We had lots of amazing food in Tokyo, so here are some highlights.

  • I’d heard that Japan had a great burger culture, so we finally tried one at J.S. Burgers Cafe in Shinjuku. I had one called The Deep, which sounds like the stage name of a terrible spoken word artist but was, in fact, an incredible burger.
  • We got sushi and sashimi a few times. My advice would be to just go wherever, as even the cheapest sushi in Japan is going to be better than most places in the UK. The best I had was at Tsukiji Fish Market, though be warned that the actual fish market is now elsewhere and Tsukiji is now a slightly expensive tourist trap (it’s still great though, honestly).
  • A friend took us to an izakaya called Unosato, which was fantastic. Lots of small plates so you can try lots of things and really great sashimi.
  • The best coffee I had in Japan was at an unassuming little cafe in Asakusa called MOCCA. It’s also rabbit themed, so Lucy was happy.
  • We had soba at Ginza Kagari - very different to soba I’ve had before as it was in quite a thick broth. Really good.
  • As a treat at the end we had wagyu at a teppanyaki restaurant called Grow in Roppongi. Pricey, but really good.

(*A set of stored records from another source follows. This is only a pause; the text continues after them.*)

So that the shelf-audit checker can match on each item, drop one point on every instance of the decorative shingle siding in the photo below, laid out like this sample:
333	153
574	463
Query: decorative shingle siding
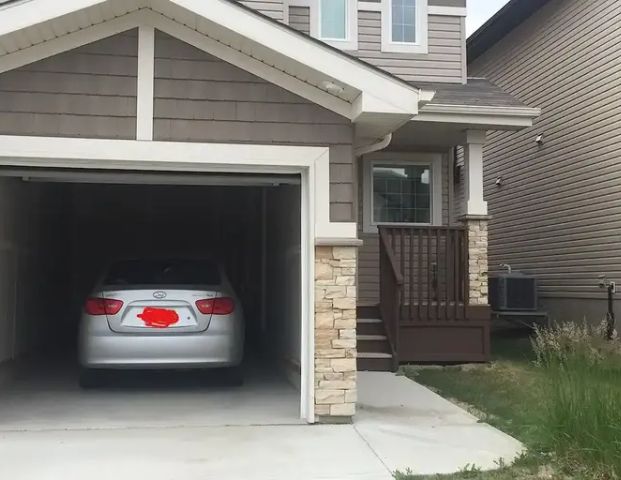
86	92
199	98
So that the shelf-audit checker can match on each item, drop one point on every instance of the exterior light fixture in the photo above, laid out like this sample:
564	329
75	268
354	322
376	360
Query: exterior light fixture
331	87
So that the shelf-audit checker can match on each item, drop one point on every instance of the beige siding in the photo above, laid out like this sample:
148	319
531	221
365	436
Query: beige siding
201	98
444	63
87	92
368	257
558	213
271	8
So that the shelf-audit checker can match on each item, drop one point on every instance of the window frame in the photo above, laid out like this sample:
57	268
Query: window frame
432	160
422	26
351	25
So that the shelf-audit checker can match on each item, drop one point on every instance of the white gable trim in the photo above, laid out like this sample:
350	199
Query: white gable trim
402	98
146	83
298	64
79	38
251	65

I’d say Tokyo Sky Tree is a must - the views are incredible, and there’s a Pokémon Center in the mall at the bottom.

We had a night out in Kabukicho at the Golden Gai, the area with all the tiny bars. Folks have since told me it’s expensive and touristy, but the bar we were at was full of locals I had a nice time chatting to, so I think it depends on which one you get. Be aware most of the bars have a cover charge of about 1000 yen.

Kamakura is a day trip out of Tokyo, and it’s lovely. See the Great Buddha, then go to the beach.

Asakusa is a lovely older part of town with temples and shrines.

That’s all I can extract from my brain right now - I’ll add to this list as I recall more!

I loved Japan. I can’t wait to go back. I think you’re going to love it too.